Now, is that enough to make it art? He says, no, there's two other conditions that are gonna come up in here. One is that there has to be a purpose of communicating to others.

So the mere fact of coming in and being ticked off that, you know, the train didn't run on time and I got rained on and all that and I take off my coat in an angry way. And, you know, somebody asks me, how are you doing? Day sucks.

Stupid streetcar didn't stop where it was supposed to. That's not yet art, even though it may in fact be communicating my feeling to the other person, who then, according to Tolstoy, would have to get angry or have some kind of emotional response, consonance. with it due to my expressing my feelings. I have to have a purpose of communicating my feelings to others. And that's part of what makes for working in an artistic medium for somebody like Tolstoy.

Then that's the other key thing. There has to be an expression, as he says, by external signs. And he says, art begins when a person with the purpose of communicating to other people a feeling he once experienced calls it up again within himself and expresses it by certain external signs.

So he goes on and he says a little bit later. Talking about a wide range of feelings. He says, feelings, the most diverse, very strong and very weak, very significant and very worthless, very bad and very good. If only they infect the reader, the spectator, the listener, constitute the subject of art. The feeling of self-denial and submission to fate or God portrayed in a drama, the raptures of lovers described in a novel, a feeling of sensuous described in a painting, the briskness conveyed by a triumphal march in music.

The gaiety evoked by a dance, the comicality caused by a funny anecdote, the feeling of peace conveyed by an evening landscape or a lulling song, all of this is art. So all of these things qualify, if there is in fact an emotional communication taking place, as art for Tolstoy. And the one last thing that I do want to talk about with this definition. is the fact that, as we've mentioned earlier, this allows, you could say, communication over a distance.

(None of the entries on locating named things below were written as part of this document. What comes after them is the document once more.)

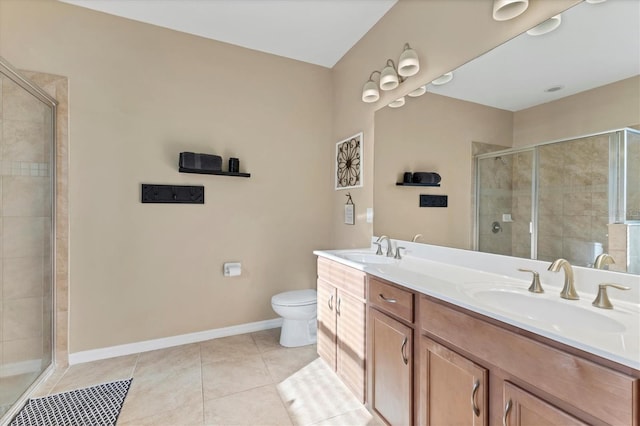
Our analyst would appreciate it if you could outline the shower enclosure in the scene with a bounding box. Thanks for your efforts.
[475,129,640,273]
[0,58,56,416]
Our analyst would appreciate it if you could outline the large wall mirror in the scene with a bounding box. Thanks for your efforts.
[374,0,640,274]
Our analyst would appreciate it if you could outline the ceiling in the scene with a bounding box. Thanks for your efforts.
[60,0,397,68]
[60,0,640,111]
[427,0,640,111]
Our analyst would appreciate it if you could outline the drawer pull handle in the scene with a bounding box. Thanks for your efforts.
[471,379,480,417]
[502,398,513,426]
[400,336,409,365]
[378,293,398,303]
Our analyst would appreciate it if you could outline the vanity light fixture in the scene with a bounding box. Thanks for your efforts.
[362,71,380,103]
[389,96,404,108]
[398,43,420,77]
[527,15,562,36]
[431,72,453,86]
[380,59,404,90]
[362,43,420,106]
[493,0,529,21]
[407,85,427,98]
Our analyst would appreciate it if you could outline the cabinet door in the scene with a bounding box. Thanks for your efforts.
[502,382,587,426]
[369,309,413,426]
[317,279,336,371]
[336,290,366,402]
[420,337,489,426]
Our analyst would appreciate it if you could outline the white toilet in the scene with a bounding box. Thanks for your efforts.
[271,290,318,348]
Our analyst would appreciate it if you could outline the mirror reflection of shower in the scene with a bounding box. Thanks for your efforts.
[475,129,640,274]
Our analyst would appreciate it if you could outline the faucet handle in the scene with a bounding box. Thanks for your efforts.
[591,283,631,309]
[518,268,544,293]
[393,247,406,259]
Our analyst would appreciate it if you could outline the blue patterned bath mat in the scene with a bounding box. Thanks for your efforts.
[10,379,133,426]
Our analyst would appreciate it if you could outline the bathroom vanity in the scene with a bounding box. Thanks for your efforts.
[315,241,640,426]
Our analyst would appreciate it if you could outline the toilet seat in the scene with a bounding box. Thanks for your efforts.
[271,290,318,306]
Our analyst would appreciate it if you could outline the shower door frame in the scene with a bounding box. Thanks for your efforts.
[0,56,58,421]
[472,127,640,259]
[472,145,538,259]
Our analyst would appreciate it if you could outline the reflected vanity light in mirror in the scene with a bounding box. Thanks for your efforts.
[389,96,405,108]
[527,15,562,36]
[407,86,427,98]
[431,72,453,86]
[373,0,640,274]
[493,0,529,21]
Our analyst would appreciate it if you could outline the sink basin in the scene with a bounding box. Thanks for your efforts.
[463,286,626,333]
[338,253,397,264]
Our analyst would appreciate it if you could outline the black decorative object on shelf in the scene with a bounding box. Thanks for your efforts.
[396,182,440,186]
[179,167,251,177]
[140,183,204,204]
[178,152,222,172]
[411,172,442,184]
[396,172,442,186]
[420,195,449,207]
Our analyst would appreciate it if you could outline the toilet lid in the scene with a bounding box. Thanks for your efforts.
[271,290,318,306]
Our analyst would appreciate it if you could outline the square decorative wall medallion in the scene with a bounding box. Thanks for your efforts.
[336,132,362,189]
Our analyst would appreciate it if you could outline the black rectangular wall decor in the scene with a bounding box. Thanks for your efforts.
[141,183,204,204]
[420,194,448,207]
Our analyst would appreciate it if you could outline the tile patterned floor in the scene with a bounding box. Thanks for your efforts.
[33,329,377,426]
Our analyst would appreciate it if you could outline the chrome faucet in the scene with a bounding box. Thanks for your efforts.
[593,253,616,269]
[549,259,580,300]
[373,235,393,257]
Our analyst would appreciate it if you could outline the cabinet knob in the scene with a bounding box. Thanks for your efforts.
[378,293,398,303]
[471,379,480,417]
[502,398,513,426]
[400,336,409,365]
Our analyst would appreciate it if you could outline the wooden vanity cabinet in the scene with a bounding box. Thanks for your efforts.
[502,382,587,426]
[419,296,640,426]
[317,257,366,402]
[367,276,415,426]
[418,336,489,426]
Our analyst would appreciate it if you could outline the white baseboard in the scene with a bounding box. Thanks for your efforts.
[0,359,42,377]
[69,318,282,365]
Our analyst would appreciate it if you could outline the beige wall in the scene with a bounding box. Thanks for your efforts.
[374,93,513,249]
[0,0,332,353]
[513,76,640,147]
[331,0,579,247]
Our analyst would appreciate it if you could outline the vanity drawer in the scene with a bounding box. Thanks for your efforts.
[367,276,413,323]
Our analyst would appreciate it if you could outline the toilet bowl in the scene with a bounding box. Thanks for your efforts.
[271,290,318,348]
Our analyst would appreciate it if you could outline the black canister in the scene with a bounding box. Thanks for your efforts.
[229,157,240,173]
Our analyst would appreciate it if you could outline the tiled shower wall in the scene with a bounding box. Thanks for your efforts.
[513,135,609,265]
[0,78,52,386]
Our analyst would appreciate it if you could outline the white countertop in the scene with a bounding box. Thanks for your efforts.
[313,245,640,370]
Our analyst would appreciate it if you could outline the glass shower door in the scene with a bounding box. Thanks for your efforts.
[0,61,55,415]
[476,150,534,258]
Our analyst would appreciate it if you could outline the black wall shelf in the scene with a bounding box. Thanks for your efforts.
[179,167,251,177]
[396,182,440,186]
[140,183,204,204]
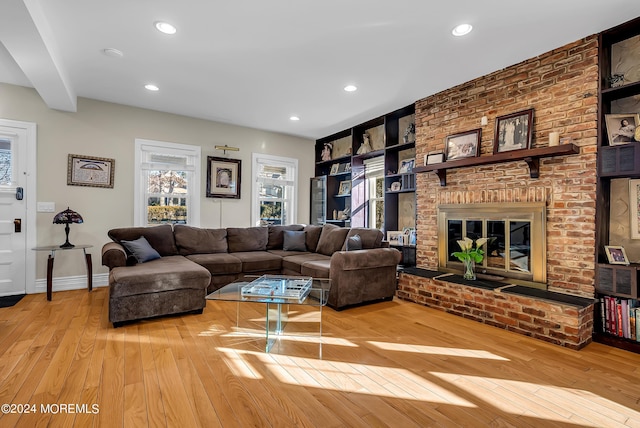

And so he says that just as, owing to our capacity for understanding thoughts expressed in words, any person can learn all that mankind has done for them in the realm of thought, can in the present. Owing to the capacity for understanding other people's thoughts, participate in other people's activity, and can himself convey thoughts he's received from others to his contemporary and his posterity. There's a similar thing going on with art. He says, owing to man's capacity for being infected by other people's feelings through art, he has access to all that mankind has experienced before him in the realm of feeling, provided it's conveyed.

through the artwork. He has access to the feelings experienced by his contemporaries, to feelings lived by other men thousands of years ago. And it's possible for him to convey his feelings to other people.

So this is a very optimistic sort of viewpoint on the communicability of what's going on in art, right? Genuine art, according to Tolstoy, allows us to respond in such a way as to be able to grasp what's going on in other people's art. Now, that may be a little optimistic. It may be that we require some education and training, as he's going to talk about a little bit later on, in order to appreciate and to thereby understand and enter into communion about what's happening with the art that other people are doing, particularly if they are distant in...

time or in space or in culture from us. But that's the essence of Tolstoy's understanding of art. He thinks that this provides us with a definition.

We really should understand this as a definition that's meant to be normative rather than merely descriptive.